Canada may be a cannabis pioneer that other industrialized countries follow, but its publicly traded pot stocks also have some of the highest premiums thanks to Wall Street’s and investors’ unrealistic expectations built into this next-big-thing investment. This slow start to adult-use pot sales firmly exposes some of the largest and best-known Canadian cannabis stocks to significant downside.

For example, Aurora Cannabis recently wound up missing its own sales guidance that had been issued five weeks prior to its report. The company had also been hinting at recurring positive adjusted EBITDA in Q4 2019 since the beginning of calendar 2019. However, when Aurora reported its fiscal fourth-quarter results, the company’s adjusted EBITDA remained negative. Any hope of near-term profitability for Aurora Cannabis, at least on an operating basis, have been dashed.

Aurora’s peers Canopy Growth (NYSE:CGC) and Cronos Group (NASDAQ:CRON) are even pricier by certain metrics, and may offer considerable downside.

An accountant chewing on a pencil while closely analyzing figures from his printing calculator.

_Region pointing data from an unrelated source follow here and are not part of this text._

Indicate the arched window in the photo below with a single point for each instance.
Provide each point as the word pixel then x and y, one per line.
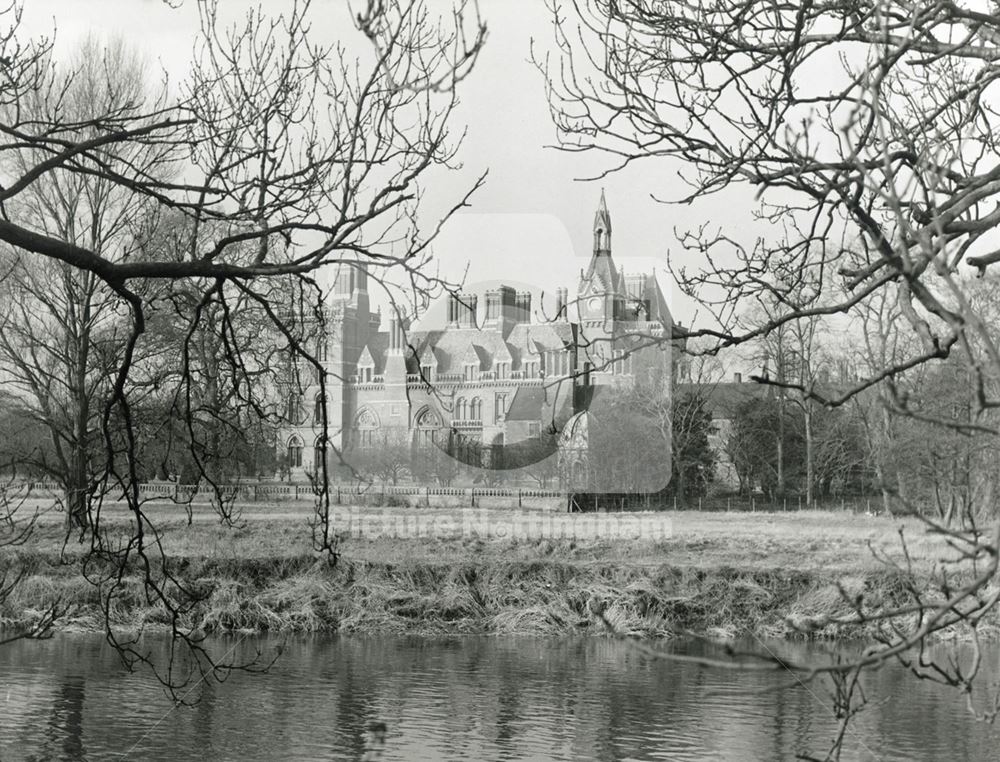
pixel 294 409
pixel 294 452
pixel 365 428
pixel 427 424
pixel 500 407
pixel 319 454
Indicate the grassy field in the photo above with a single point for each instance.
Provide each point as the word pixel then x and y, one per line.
pixel 807 540
pixel 715 573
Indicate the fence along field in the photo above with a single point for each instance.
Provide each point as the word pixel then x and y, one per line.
pixel 263 493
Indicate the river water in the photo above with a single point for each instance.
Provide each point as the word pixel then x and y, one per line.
pixel 462 699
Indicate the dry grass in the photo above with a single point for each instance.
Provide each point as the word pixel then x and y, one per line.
pixel 723 574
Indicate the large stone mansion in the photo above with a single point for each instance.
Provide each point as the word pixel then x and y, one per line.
pixel 495 374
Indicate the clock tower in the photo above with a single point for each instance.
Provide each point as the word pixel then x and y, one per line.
pixel 599 295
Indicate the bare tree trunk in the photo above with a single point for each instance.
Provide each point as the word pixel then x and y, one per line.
pixel 807 420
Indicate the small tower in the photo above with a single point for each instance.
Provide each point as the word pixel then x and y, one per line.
pixel 602 228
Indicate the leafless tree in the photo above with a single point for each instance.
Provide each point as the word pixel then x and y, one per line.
pixel 279 156
pixel 871 120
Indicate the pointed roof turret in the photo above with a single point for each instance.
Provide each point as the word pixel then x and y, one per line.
pixel 602 226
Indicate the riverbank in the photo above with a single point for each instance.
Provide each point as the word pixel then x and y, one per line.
pixel 716 574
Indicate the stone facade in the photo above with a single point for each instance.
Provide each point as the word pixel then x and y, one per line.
pixel 494 375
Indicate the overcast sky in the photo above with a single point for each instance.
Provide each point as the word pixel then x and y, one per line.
pixel 532 221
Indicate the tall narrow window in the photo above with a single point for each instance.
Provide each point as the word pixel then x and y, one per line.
pixel 294 453
pixel 319 454
pixel 294 411
pixel 500 407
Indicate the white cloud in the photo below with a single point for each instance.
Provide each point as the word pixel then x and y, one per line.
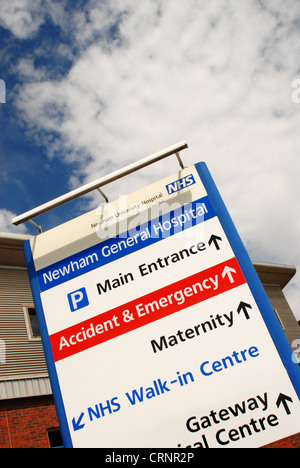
pixel 22 17
pixel 217 73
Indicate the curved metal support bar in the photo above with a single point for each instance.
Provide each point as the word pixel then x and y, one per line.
pixel 99 182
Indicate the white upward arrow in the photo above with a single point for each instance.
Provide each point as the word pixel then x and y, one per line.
pixel 227 271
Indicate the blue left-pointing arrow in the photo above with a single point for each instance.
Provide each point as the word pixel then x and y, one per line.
pixel 76 423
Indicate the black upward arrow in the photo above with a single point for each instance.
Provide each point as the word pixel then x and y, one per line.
pixel 214 239
pixel 282 399
pixel 243 306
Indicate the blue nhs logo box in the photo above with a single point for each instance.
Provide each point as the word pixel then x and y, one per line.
pixel 180 184
pixel 78 299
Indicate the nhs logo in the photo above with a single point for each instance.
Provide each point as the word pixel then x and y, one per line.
pixel 180 184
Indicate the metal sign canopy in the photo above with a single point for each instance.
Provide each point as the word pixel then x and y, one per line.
pixel 96 184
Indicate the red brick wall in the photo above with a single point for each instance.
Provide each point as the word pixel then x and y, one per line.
pixel 289 442
pixel 24 422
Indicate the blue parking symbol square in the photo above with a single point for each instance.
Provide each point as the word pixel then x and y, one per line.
pixel 78 299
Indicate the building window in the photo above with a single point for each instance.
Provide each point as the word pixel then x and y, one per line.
pixel 31 321
pixel 279 319
pixel 55 439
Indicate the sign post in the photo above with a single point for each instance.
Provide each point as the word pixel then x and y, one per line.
pixel 157 331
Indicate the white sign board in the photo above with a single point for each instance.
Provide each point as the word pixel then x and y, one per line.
pixel 156 329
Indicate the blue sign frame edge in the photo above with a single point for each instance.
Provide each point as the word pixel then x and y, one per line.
pixel 283 347
pixel 59 405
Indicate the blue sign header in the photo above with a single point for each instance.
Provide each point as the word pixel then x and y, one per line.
pixel 126 243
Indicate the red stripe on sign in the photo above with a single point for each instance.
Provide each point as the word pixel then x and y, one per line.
pixel 147 309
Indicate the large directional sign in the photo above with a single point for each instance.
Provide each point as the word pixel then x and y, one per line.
pixel 156 329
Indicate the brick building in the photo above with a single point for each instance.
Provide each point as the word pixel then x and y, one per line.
pixel 27 412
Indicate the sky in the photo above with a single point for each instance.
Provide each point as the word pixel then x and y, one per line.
pixel 91 86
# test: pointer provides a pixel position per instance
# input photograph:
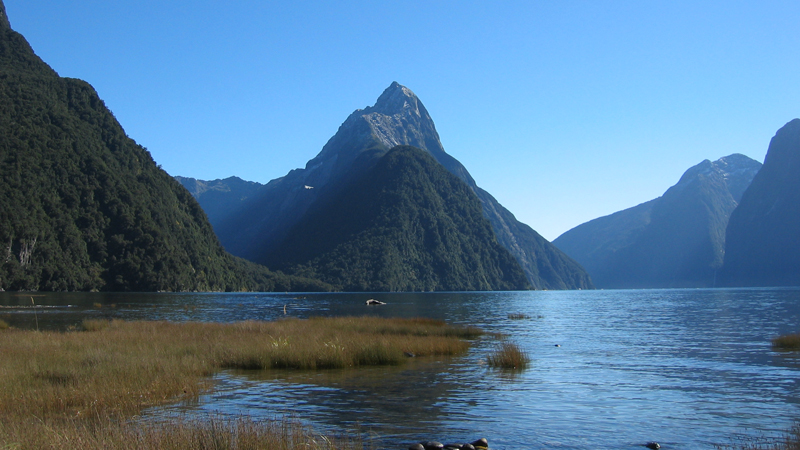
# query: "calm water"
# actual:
(686, 368)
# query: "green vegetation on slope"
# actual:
(86, 208)
(406, 224)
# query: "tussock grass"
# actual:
(123, 367)
(787, 342)
(509, 356)
(178, 434)
(81, 389)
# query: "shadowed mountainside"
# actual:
(676, 240)
(262, 222)
(404, 224)
(86, 208)
(763, 235)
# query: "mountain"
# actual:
(219, 198)
(86, 208)
(397, 118)
(676, 240)
(405, 224)
(763, 235)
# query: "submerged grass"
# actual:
(177, 434)
(87, 384)
(789, 441)
(787, 342)
(509, 356)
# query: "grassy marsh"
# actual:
(509, 356)
(787, 342)
(76, 383)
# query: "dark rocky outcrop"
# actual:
(763, 235)
(397, 118)
(83, 207)
(676, 240)
(404, 224)
(219, 198)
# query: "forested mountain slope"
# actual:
(86, 208)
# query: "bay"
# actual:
(610, 369)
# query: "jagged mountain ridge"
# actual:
(676, 240)
(763, 235)
(219, 198)
(404, 224)
(86, 208)
(397, 118)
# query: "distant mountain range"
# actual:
(676, 240)
(83, 207)
(404, 224)
(260, 225)
(763, 237)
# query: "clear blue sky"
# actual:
(563, 110)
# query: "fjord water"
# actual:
(610, 369)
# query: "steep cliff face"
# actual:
(219, 198)
(397, 118)
(676, 240)
(405, 224)
(83, 207)
(763, 235)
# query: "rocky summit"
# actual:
(676, 240)
(763, 235)
(261, 223)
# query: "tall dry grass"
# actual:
(509, 356)
(178, 434)
(787, 342)
(56, 383)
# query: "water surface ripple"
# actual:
(610, 369)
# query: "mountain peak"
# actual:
(4, 23)
(396, 99)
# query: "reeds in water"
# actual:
(80, 389)
(787, 342)
(176, 434)
(509, 356)
(518, 316)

IMAGE SOURCE: GETTY IMAGES.

Canopy’s fiscal first-quarter report was nothing short of a mess, with the company reporting a meager 15% gross margin, as well as mounting losses tied to skyrocketing general and administrative expenses and share-based compensation. Let’s not forget that Canopy Growth also has no permanent CEO after the firing of company visionary Bruce Linton in early July. Linton had served as co-CEO with Mark Zekulin.

Then there’s Cronos Group, which is nowhere near the disaster Canopy Growth is on a bottom-line basis. However, Cronos is reliant on the upcoming launch of derivative products — i.e., edibles, vapes, beverages, concentrates, and topicals. When derivative products hit dispensary shelves in Canada by mid-December, they’re liable to face the same ongoing supply concerns that have impacted dried cannabis. And, to make matters worse, vape health concerns in the U.S. may adversely impact Cronos Group’s vape business.

Suffice it to say that things are headed in the right direction for Canada’s marijuana industry. Unfortunately, things aren’t moving quick enough to satisfy a number of overzealous growth forecasts, and that’s ultimately bad news for Canadian pot stock investors.